Interestingly, the Vibe article author, a young black woman named Mya Abraham, transcribed this incorrectly: She portrayed Robinson as having said the black servicemen were not “dying for African countries but instead dying in states like Mississippi.” (Emphasis added.) Obviously, dying “for” has far different meaning than dying “in.”
Was Abraham being deceitful? Perhaps more likely is that, while operating from memory, her own prejudices colored the transcription. Put differently, she remembered the line the way she wanted to.
But Robinson isn’t the only one to take issue with the term “African-American.” In fact, I wrote about it in 2004.
“Many terms have been used to refer to black people; some were meant to be pejorative or came to be seen as so and some weren’t,” I began. Examples are “negro” and “colored,” the former of which, Robinson pointed out in 2020, means “black” in Spanish. I then continued, writing that one quality all the terms shared, however,
was that they referred only to racial characteristics, not geographical area of origin. If you’re a black American you’re an American with dark skin and if you’re a white American you’re an American with light skin, but in either case the label attached to you indicates that you are of the American nation and culture. The term African-American is very different. It partially shifts the focus away from the land in which we live and toward a different part of the world. This is destructive and divisive because [many] black Americans already feel alienated from their nation, and this new label can only exacerbate this problem.
Yet even more can be said. I further added that
the phrase African-American is also very imprecise when read literally.
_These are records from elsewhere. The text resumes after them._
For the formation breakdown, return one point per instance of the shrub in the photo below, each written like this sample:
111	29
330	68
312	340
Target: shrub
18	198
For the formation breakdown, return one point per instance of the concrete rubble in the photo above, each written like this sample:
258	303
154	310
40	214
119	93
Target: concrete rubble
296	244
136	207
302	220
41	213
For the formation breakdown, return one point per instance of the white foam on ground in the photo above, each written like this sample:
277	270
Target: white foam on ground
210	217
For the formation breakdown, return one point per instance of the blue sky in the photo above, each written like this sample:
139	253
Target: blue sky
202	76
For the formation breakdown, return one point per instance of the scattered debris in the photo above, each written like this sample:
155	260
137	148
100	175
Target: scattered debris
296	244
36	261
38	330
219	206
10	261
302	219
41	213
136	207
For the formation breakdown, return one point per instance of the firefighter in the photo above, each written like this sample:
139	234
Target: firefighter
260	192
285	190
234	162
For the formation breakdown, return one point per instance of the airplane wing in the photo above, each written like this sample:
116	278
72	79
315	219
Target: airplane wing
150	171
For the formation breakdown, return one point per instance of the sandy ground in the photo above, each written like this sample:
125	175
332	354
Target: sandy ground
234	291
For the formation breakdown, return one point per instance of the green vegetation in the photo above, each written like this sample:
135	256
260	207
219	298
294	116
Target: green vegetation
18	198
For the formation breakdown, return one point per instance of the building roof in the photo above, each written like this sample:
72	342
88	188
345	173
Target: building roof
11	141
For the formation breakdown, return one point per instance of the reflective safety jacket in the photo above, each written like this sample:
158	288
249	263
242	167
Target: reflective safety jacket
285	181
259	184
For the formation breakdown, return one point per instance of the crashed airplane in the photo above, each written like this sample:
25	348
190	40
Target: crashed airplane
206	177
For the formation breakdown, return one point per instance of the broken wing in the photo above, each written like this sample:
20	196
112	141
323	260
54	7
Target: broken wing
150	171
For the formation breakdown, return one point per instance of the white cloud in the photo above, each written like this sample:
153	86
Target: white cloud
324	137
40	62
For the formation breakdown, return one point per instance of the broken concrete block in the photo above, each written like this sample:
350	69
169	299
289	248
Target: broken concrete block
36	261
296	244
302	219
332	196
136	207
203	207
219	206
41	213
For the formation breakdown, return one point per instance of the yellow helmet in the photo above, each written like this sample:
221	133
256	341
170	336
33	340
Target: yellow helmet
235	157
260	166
If I’m a Boer Afrikaner or an Arab North African who has immigrated to our nation and has been naturalized, am I an “African-American”? Strange, too, because you would think that adding a hyphen, a word and six syllables to a group’s description should make it more accurate, not less.
Of course, this is really just the most egregious example of a wider problem in that most all of us are hyphenating ourselves nowadays; we may say we’re Italian-Americans, Greek-Americans, etc. But think about it: If we don’t think of ourselves first and foremost as being American, it’s unlikely that on an emotional level we will want to take great pains to protect American traditions and institutions. I, for one, am American. I have a certain heritage, for sure, but your nationality is determined by the nation of which you are a citizen. So if I’m asked the question, “What are you?” there are many conceivable answers. I could say that I’m a writer, a man, a child of God or something else. But if the intent of the question is to inquire about my nationality, the fact of the matter dictates that there is only one correct answer: I’m American.
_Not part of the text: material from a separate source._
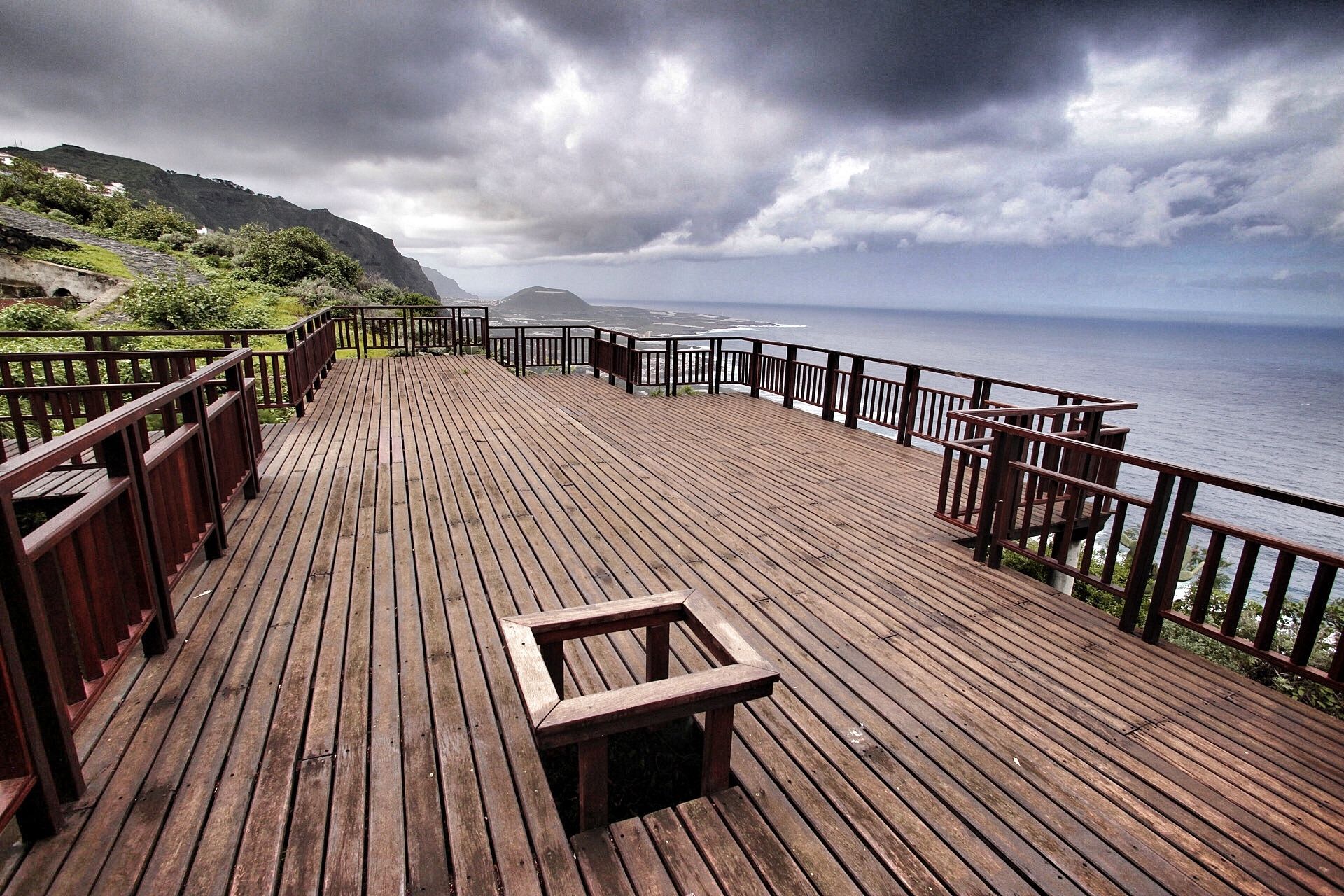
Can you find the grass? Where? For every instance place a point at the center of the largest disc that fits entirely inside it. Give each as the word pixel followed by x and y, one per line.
pixel 101 261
Robinson was very passionate and sincere in his interview, but also sincerely wrong on one point: when complaining that only “white history is taught in our schools” (video below). First, the singer’s meaning is that only white people’s accomplishments are therein recognized. Yet the truth today is quite the opposite: Members of politically favored groups are actually “over-represented.”
But the deeper issue is that it’s misguided to conceive of there as being “white history” or “black history” or “hispanic history” or “women’s history.” There is only history.
To assign history based on quota is akin to thus apportioning Supreme Court seats or vice-presidential slots. The result is the same, too: What’s subject to the quotas is qualitatively degraded.
As for Robinson’s poem “A Black American,” he gave a splendid rendition of it in 2020 (video below).
While not perfect, the poem has some good messages, and a couple of politically incorrect ones, too. For example, Robinson — who himself is partially of Nigerian, Scandinavian, Portuguese, and Cherokee ancestry — pointed out that owing to intermarriage, almost no American blacks are 100 percent “black.”
Apropos of this, another famous mixed-race American often cast as “black,” legendary golfer Tiger Woods, actually calls himself “cablinasian.” A combination of Caucasian, black, American-Indian, and Asian, the term reflects Woods’s entire heritage — not just part of it.
While we should focus on race less, there is a lesson here: If we’re going to talk about any matter, race included, we should do it accurately and intelligently. Embracing “African-American” is not a step in this direction.